Topic: Army Rations
Feeding the Troops; Rural vs. City Corps
By: Major R.E.D. Tape
The Free Press, London, Ont., Saturday, September 5, 1908
The 25th Regiment of St. Thomas goes into camp at Ridgetown to-day for three days' experience in camp life, to gain a smattering of the many duties which cannot be acquired in a drill hall. This is an annual event with the 25th Regiment and strange to say, although such is actually required to carry out the course of training laid down in the little red, the whole expense has to be borne by the regiment itself, even to the cost of transporting the tents and blankets required, from London to Ridgetown, and back again, and of the washing of the blankets. Great encouragement to a city regiment to make itself efficient, isn't it?
Every city regiment should go into camp for a few days every year as a part of its annual drill. A great deal of a soldiers' training cannot be acquired otherwise, and the great lack of knowledge of camp duties and work on the part of city corps was well illustrated at the Quebec tercentenary. Few, if any, of these corps knew how to feed themselves. With the Government ration and an allowance of 35¢ to 75¢ per diem for each man paid by the regiments, they were much worse off than the rural regiments, which had nothing but the same camp ration, simply because rural regiment have twelve days experience in messing every year, while city corps have practically none. In many other ways also the city corps were out-classed by their rural comrades.
This brings to mind a question about which we have heard a great deal during the past month. This is the meeting of the 7th Regiment at Quebec. The regiment employed a caterer and cooks for the occasion, gave him the government ration, which is all that a man can eat, and also 35 cents a day for each man for extra rations. Yet in spite of this we have yet to hear of one man who had a square meal during his week in Quebec. An elaborate daily bill of fare was prepared for the occasion, but was never carried out. The cooking was described as the rankest possible. Only a part of the rations was ever seen by the men, and if the caterer furnished 35 cents worth of extras for each man each day he must have bought them at famine prices. Thirty-seven and a half pounds of jam were drawn every day, yet very few got a glimpse of any of it, and when it was served it was simply a thin red line on a piece of bread. A similar quantity of beans was drawn every day for soup, but no one saw any bean soup. Bacon appeared on two or three occasions, when it was drawn for every day and although 300 lbs. of beef was issued every day the men forgot what roast beef looked like. What wasn't burnt up in the incinerator was dished up as stew. The vegetables met the same fate.

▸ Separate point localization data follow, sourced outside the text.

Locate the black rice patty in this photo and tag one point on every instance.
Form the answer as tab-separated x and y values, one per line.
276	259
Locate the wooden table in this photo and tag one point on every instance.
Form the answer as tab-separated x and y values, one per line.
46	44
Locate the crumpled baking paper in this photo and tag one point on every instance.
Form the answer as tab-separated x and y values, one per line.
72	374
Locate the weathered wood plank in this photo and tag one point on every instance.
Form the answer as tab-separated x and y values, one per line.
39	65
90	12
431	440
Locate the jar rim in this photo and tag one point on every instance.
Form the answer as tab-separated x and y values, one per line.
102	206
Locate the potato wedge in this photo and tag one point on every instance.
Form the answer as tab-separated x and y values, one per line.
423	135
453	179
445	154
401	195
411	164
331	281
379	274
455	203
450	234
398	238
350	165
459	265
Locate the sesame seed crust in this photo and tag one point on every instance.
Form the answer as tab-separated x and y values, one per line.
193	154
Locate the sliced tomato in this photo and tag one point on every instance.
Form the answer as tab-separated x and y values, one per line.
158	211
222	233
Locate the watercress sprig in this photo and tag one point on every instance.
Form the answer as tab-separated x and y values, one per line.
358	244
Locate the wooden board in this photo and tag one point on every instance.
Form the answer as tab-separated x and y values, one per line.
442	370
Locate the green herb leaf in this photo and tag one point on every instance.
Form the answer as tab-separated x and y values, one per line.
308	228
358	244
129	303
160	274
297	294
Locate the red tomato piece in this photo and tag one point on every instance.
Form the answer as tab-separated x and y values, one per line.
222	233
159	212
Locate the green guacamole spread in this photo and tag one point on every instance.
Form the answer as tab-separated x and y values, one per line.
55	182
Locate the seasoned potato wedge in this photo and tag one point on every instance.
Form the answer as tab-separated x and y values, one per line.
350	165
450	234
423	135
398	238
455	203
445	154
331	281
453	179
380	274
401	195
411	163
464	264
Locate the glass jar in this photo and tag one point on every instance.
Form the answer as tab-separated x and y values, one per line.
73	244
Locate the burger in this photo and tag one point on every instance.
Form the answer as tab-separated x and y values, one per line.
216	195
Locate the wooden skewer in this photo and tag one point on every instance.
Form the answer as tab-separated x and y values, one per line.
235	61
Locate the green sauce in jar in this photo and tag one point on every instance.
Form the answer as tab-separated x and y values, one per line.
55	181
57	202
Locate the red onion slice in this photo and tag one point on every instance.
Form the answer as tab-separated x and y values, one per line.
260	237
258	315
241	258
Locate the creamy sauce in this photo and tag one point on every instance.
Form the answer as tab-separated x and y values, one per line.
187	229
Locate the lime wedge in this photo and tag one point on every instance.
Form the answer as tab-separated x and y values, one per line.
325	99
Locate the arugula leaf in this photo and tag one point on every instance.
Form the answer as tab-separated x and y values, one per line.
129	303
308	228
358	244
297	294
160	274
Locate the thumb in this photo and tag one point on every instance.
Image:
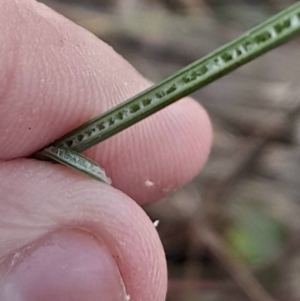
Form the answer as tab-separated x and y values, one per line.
66	237
65	265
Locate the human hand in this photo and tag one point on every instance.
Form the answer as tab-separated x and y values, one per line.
64	236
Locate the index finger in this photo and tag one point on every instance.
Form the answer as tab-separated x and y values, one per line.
55	76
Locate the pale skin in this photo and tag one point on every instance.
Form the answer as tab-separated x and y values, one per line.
63	235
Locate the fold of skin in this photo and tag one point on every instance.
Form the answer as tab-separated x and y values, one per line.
53	77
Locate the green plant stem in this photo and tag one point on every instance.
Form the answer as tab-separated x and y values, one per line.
76	161
250	45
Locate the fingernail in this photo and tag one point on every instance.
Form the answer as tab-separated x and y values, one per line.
69	265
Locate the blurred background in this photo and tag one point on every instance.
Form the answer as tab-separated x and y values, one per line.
233	233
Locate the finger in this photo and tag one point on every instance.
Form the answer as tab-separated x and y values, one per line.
63	239
55	76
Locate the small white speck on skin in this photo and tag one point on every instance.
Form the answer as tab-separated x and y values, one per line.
156	223
149	183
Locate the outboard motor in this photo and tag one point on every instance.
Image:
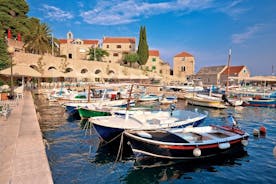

The messing arrangements were also of the worst. Instead of cooking for each company being done separately, and orderlies detailed to wait on the tables, the cooking for the whole regiment was done in one place, and each man of the three hundred or more had to parade at the cook house with his bowl and plate for a squirt of something in one and a shot of something on the other. In fact, everything is described as having been most unsatisfactory, and was the cause of no end of grousing.
The reason is quite plain. The caterer wasn't there for his health. He was after all the filthy lucre he could get, and while those who should have looked after the messing were enjoying themselves in the city he was busy increasing his pile of velvet.
We have yet to hear of any rural corps being stung in this manner, and it is up to the city regiments to learn a little about this particular and most important part of its training.